Coming on the heels of the post-Scream slasher movie renaissance, director Geoffrey Wright’s 2000 effort Cherry Falls had a difficult journey to find an audience. Rejected for an R rating by the MPAA despite several rounds of cuts, the movie was unable to secure theatrical distribution and wound up premiering in an even more truncated form in the States on the USA Network in 2000 (it received a theatrical release overseas). Over the course of the next 15 years, though, the movie developed a well-deserved cult audience who recognized it for being one of the better slashers to come out of that second wave.
Someone is killing teenagers in Cherry Falls, Virginia. Sheriff Brent Marken (Michael Biehn) is desperate to catch the killer and protect his teenage daughter Jody (Brittany Murphy). She’s just broken up with her boyfriend (Gabriel Mann) and is feeling particularly vulnerable—even more so when she and the rest of the town learn that the killer is targeting virgins. The plan, then, is simple: organize an orgy for every virgin in high school and remove the targets from their backs.
The central inversion at the heart of Cherry Falls—instead of killing off promiscuous teenagers as horror fans have seen in countless other slashers, this time around the only way to stay alive is to have sex—is clever enough to carry the movie over some of its rough spots. There are only one or two characters worth liking or caring about, none more so than Brittany Murphy, a truly unique screen presence who tragically died far too young, before we ever got to see her best work. Casting Murphy as the heroine of a slasher like this is an inspired choice, as she has an edgy weirdness that gives the movie its own energy—she’s not like most final girls, and her performance is just one more way the film upends slasher conventions.
Beyond her and the always excellent Michael Biehn (plus Jay Mohr in a memorable role as a high school teacher), most of the characters in Cherry Falls are of the obnoxious, frosted-tips late ’90s school of writing teenagers; their dialogue is meant to be witty in a way that apes what Kevin Williamson was doing at the time, but mostly comes off as flat and bratty. It’s the kind of stuff that dates the movie.
For as great as the central conceit is, the screenplay by Ken Selden doesn’t explore it with as much depth as one might like—at least, not in this heavily compromised version. The orgy gives the film its marketing hook and sets the stage for a climactic set piece, but ends up informing very little of what actually happens in the movie, which is in many ways a somewhat standard high school slasher. The characters are thin, the kills uninspired, the tension and scares lacking overall. It’s the flashes of personality that peek through— whether it’s Brittany Murphy’s performance, Wright’s twisted direction, or a pretty outrageous finale—that distinguish Cherry Falls from the I Know What You Did Last Summers and Valentines of the period.

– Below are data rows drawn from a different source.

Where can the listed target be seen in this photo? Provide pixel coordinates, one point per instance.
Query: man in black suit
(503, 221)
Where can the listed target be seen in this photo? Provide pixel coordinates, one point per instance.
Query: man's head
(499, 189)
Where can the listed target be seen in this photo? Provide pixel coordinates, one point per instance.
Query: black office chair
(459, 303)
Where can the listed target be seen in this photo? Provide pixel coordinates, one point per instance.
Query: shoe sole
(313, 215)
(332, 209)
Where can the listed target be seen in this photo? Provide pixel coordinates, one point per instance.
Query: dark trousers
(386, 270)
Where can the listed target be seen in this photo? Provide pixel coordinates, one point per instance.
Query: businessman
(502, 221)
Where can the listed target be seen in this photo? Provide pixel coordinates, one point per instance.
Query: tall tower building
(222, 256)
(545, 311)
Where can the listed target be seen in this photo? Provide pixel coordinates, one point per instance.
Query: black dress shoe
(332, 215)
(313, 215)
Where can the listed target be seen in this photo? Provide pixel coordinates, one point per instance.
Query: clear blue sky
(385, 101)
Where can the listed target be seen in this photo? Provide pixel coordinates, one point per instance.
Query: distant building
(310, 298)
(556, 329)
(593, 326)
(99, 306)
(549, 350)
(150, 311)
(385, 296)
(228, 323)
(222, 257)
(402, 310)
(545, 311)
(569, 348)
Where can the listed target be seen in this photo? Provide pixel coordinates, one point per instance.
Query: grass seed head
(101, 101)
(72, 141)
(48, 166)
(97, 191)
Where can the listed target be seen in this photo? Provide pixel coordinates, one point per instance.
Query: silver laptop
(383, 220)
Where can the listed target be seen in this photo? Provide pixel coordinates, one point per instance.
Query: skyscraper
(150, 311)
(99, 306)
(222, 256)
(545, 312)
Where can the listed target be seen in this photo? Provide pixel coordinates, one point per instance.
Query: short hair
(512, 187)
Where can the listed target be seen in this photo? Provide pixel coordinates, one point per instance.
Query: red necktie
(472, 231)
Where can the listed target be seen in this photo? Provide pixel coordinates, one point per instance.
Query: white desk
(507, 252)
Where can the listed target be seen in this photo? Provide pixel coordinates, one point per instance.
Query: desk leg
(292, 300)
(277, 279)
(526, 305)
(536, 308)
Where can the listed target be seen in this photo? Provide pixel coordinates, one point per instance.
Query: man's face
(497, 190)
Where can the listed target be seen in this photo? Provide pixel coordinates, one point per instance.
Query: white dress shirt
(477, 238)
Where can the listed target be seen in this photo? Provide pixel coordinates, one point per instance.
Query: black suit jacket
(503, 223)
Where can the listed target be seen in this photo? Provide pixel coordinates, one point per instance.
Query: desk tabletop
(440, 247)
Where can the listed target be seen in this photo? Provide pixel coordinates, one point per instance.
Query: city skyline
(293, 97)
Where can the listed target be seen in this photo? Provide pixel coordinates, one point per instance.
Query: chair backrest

It’s hard to tell what the original Cherry Falls might have been like, as Wright reportedly included a whole lot of nasty graphic violence and more explicit sexuality in his first cut of the movie. It’s unfortunate that we never got to see that version of the film—and likely never will—as it sounds like the movie Cherry Falls needed to be in order to realize its full potential. Rather than being self-referential in the way that, say, Scream had been just a few years earlier, Cherry Falls attempts to comment on the slasher genre by pushing many of its conventions to extreme places, not just implying a link between sex and violence but making the connection textual and deliberate. It works enough for the film to stand out as being quirky, nasty fun, but there is promise of something much greater.
The biggest disappointment around Scream Factory’s new Blu-ray of Cherry Falls is that they were unable to secure the uncut version of the movie (which hasn’t appeared on home video in the US and is hard to come by; it’s possible that the original elements no longer exist), meaning this is the same R-rated cut fans have seen on the long out of print DVD. The 1080p transfer is decent, looking like an old HD master from the early days of the format. Dark scenes (of which there are many) rarely succumb to any crush issues and colors appear natural throughout. Director Wright has recorded a new commentary track for the disc on which he discusses some of the challenges in making the movie (many of them brought on by himself) and describes some of his original plans for the uncut version.
Writer Ken Selden, producers Eli Selden and Marshall Persinger, and co-star Amanda Anka have all assembled for “Love it or Die”, a nearly 30-minute retrospective featurette in which a number of the movie’s participants discuss the production and offer a number of interesting facts (like the script being offered first to David Lynch, or how its ultimate fate made it the most expensive TV movie ever made at $14 million). Also included are some archival interviews with Murphy, Biehn, Mohr, and Wright, as well as a longer and newly recorded interview with Anka. Some behind-the-scenes footage, the trailer, and a BD-ROM copy of the original script round out the bonus features.
With the number of issues I’ve raised with the movie, it probably sounds like I don’t really like Cherry Falls, which isn’t the case. It’s a fun and witty little slasher from a time when the genre was producing a lot of them, but not many that were fun or witty. It’s a shame we won’t see what could have been. In the meantime, we can be happy with what we have.